This package is designed to entail the whole processing chain to use SamBada, from pre- to post-processing. In this documentation, we will work through all these steps with an example given in the data available with the package. This is a subset of ten SNPs from 800 Ougandan cattle including the sample location (see SamBada’s documentation below for more information)
If you want more documentation, you can read the documentation of the package or SamBada’s documentation. Also read the article …
NB: By default, all examples write to a temporary folder (use tempdir() to see where it is actually saved). You can remove the tempdir() statements and files will be saved in your current directory.
NB2: All steps presented in this vignette follow one another, in which output files of one step are often used in a subsequent step. However, to facilitate the use of this vignette, input files will always refer to test files of the package. If you want to can use the ones you generated in previous steps (look in the tempdir() folder if you did not specify other output locations). Some steps are necessary to be able to complete the subsequent steps. It is the case of downloadSambada() and prepareOutput()
NB3: As a general rule, please avoid spaces in input files (and paths leading to them), that might make some commands crash
SamBada can only be used with GCC7 compiler, which is not the default one on MacOS. You can install it from the terminal by first downloading homebrew and then installing gcc7. For the function createEnv, you also need GDAL to be installed. This can also be done with Homebrew
# install Homebrew (https://brew.sh/). At the moment of writing the command to install it is
/usr/bin/ruby -e "$(curl -fsSL \https://raw.githubusercontent.com/Homebrew/install/master/install)"
# install GCC7
brew install gcc@7
# install GDAL
brew install gdal
For the function createEnv, GDAL must be be installed. This can be done by using the osgeo4w installer.
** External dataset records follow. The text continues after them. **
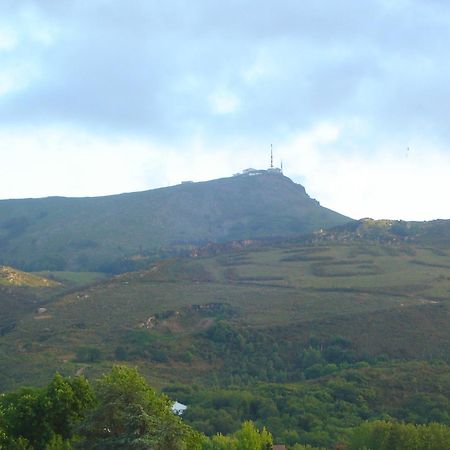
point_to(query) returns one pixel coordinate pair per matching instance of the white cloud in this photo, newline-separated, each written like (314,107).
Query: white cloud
(393,182)
(224,101)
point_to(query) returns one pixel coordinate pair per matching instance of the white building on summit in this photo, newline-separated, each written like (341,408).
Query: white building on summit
(272,170)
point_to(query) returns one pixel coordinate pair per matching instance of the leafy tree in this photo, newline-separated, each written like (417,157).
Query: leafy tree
(249,438)
(130,414)
(36,416)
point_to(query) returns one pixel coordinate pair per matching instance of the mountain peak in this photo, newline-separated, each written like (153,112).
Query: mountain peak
(92,233)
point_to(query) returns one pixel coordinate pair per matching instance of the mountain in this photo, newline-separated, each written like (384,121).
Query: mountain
(100,233)
(196,317)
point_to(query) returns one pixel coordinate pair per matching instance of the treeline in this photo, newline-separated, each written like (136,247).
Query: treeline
(121,411)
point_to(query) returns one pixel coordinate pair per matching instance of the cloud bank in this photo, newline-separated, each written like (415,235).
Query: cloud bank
(103,97)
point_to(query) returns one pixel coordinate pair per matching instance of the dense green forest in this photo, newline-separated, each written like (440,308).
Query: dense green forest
(120,410)
(337,343)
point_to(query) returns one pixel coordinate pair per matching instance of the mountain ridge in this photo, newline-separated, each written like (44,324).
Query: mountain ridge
(94,232)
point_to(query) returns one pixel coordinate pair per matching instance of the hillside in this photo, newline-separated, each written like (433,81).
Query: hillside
(306,339)
(114,233)
(383,299)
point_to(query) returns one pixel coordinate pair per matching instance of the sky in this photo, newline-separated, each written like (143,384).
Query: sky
(100,97)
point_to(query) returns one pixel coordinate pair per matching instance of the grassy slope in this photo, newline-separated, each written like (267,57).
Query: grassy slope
(385,299)
(88,232)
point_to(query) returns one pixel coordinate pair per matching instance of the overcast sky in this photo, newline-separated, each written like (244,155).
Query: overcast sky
(105,96)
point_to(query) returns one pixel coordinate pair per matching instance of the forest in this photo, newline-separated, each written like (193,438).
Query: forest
(120,410)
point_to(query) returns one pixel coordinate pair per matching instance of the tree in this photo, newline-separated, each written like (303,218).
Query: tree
(130,414)
(249,438)
(34,417)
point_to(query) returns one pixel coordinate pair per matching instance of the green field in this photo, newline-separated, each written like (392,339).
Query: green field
(389,300)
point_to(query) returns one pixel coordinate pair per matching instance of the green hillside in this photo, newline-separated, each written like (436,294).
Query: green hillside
(309,340)
(387,300)
(116,233)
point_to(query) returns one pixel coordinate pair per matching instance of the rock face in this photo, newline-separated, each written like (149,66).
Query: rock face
(88,233)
At the time of writing, this can be accessed under https://trac.osgeo.org/osgeo4w/. Download the 64-bit (or 32-bit) installer, check the ‘Express Desktop Install’, choose one of the proposed URL and uncheck all packages, but the GDAL package (alternatively you can use https://anaconda.org/conda-forge/gdal/files)
For the function createEnv, GDAL must be be installed. At the moment of writing this can be done with the following command in the terminal
sudo apt install libgdal-dev
sudo apt install libproj-dev
To run this vignette, you will need to install R.SamBada. It is recommended to install all dependencies, including the “suggested packages” (i.e. packages that are used in only one or a few functions and that are therefore not mandatory to install the package). Note that one of the dependency (the SNPRelate package) should be installed with the BiocManager separately.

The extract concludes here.